Ce texte confère aux parties, dont Israël et l'Afrique du Sud, le droit collectif de prévenir et de faire cesser ces crimes définis comme des actes "commis dans l'intention de détruire, en tout ou en partie, un groupe national, ethnique, racial ou religieux".

C'est la première fois qu'Israël défend son offensive dans la bande de Gaza devant un tribunal depuis le début du conflit le 7 octobre. L'accusation pénale est également hautement symbolique pour un pays qui a vu le jour pour assurer la sécurité des survivants juifs.

L'Afrique du Sud demande à la Cour internationale de justice (CIJ) de mettre en place provisoirement un cessez-le-feu pour apaiser les souffrances dans la bande de Gaza assiégée, où, selon le ministère de la Santé du Hamas, plus de 23 000 personnes ont été tuées depuis le mois d'octobre.

Israël conteste cette accusation et ses alliés occidentaux, le Royaume-Uni et les États-Unis, sont aussi critiques.

En revanche, 57 pays dont la Bolivie, la Jordanie, la Malaisie, les Maldives, la Turquie, le Venezuela et l'Organisation des pays islamiques (OCI) soutiennent officiellement cette initiative.

Quelle est donc la position de l'Union européenne ?

L'UE n'a pas à faire de commentaires

L'UE, dont les efforts de médiation dans la guerre entre Israël et le Hamas sont entravés par les positions divergentes entre les 27, est restée pour l'essentiel silencieuse sur cette affaire.

Un porte-parole de la Commission européenne a réaffirmé mardi le soutien de l'Union à la CIJ, mais s'est abstenu de soutenir la plainte pour génocide contre Israël.

"En ce qui concerne cette affaire spécifique, les pays ont le droit de soumettre des affaires ou des actions en justice. L'Union européenne ne fait pas partie de ce procès", a expliqué Peter Stano, porte-parole de l’institution européenne, avant d'ajouter : "il ne nous appartient pas du tout de commenter cette affaire".

Cette réponse très prudente fait suite aux efforts déployés par l'Union européenne pour rester neutre dans le conflit, approuvant le droit d'Israël à l'autodéfense tout en appelant à la protection des civils à Gaza et à l'acheminement sans entrave de l'aide humanitaire.

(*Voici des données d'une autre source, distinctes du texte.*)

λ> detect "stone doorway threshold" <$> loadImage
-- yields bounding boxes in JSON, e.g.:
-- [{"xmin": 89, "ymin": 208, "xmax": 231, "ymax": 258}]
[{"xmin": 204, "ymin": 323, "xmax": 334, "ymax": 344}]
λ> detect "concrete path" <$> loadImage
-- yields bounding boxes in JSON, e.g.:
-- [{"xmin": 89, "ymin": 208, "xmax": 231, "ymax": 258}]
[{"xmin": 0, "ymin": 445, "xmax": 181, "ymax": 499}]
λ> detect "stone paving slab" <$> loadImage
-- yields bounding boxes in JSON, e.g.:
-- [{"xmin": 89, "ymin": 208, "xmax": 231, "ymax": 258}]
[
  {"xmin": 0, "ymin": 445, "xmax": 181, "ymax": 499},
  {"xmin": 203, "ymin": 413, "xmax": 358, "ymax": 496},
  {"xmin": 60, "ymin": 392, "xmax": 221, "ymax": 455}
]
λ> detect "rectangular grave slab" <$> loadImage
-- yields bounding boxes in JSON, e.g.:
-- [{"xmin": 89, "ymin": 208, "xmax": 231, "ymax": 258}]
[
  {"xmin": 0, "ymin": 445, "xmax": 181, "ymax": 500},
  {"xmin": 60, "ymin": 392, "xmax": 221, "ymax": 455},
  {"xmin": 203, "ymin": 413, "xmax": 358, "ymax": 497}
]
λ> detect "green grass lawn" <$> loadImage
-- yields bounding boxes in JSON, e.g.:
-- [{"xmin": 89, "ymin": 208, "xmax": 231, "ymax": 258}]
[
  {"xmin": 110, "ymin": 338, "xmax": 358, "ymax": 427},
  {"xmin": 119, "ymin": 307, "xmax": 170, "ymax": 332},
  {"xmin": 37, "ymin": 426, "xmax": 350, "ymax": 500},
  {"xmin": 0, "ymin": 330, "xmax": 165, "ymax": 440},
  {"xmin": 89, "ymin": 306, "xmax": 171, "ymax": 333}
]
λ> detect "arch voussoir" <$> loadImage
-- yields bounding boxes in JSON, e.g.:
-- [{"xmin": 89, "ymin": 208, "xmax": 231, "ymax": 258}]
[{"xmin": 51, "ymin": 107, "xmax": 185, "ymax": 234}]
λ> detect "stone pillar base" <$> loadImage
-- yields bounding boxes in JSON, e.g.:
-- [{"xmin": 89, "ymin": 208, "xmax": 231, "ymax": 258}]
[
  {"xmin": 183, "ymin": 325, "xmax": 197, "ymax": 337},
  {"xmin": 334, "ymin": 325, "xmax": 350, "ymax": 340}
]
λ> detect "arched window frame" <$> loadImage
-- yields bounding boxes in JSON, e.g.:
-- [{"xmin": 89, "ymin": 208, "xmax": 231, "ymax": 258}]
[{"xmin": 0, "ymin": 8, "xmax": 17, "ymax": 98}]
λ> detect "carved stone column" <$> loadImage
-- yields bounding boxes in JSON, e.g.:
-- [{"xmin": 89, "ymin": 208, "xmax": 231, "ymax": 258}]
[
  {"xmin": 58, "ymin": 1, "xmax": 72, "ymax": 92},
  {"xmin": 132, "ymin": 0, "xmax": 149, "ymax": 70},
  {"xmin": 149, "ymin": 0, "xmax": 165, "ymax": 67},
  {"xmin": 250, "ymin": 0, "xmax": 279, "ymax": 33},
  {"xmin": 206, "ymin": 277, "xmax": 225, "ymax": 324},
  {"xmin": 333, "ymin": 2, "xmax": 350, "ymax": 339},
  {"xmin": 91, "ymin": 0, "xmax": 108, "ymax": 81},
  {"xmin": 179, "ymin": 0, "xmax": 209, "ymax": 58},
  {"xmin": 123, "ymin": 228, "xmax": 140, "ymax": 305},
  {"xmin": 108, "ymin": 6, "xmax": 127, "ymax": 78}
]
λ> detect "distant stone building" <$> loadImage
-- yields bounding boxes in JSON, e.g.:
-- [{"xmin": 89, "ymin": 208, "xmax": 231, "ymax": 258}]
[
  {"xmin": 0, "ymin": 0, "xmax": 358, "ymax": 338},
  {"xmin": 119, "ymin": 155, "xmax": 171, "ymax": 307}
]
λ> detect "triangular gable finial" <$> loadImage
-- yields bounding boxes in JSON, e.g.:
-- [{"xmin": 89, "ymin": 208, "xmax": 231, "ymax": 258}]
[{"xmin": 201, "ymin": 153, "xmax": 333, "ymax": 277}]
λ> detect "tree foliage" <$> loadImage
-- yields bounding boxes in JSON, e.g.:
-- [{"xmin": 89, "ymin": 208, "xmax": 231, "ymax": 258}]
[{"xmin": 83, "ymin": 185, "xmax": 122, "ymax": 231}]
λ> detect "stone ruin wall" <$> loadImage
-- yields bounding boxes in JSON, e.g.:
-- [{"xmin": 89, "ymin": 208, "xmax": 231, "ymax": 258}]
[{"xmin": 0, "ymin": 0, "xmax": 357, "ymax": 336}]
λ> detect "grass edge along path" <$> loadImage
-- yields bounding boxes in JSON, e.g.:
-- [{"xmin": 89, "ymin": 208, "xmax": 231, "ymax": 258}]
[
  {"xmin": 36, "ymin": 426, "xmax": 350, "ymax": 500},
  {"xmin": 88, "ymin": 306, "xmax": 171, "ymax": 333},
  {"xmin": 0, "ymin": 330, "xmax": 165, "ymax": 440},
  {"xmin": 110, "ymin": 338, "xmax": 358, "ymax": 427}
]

Toutefois, l’UE s'est abstenue jusqu'à présent d'appeler collectivement à un cessez-le-feu à Gaza, préférant préconiser des "pauses humanitaires" afin de garantir que l'aide parvienne sur le terrain.

La majorité des pays de l'UE a soutenu en décembre une résolution de l'Assemblée générale des Nations unies qui appelle à la cessation des hostilités. Ce scrutin indique que l'Union gravite lentement autour de signaux plus fermes à la retenue israélienne. Des pays membres ont également condamné récemment les propos des ministres israéliens d'extrême droite en faveur de la réinstallation des Palestiniens hors de la bande de Gaza.

L'Allemagne, l'Autriche et la République tchèque, considérées comme des alliés fidèles de l'Etat hébreu, ont exprimé leur scepticisme à l'égard de cette affaire.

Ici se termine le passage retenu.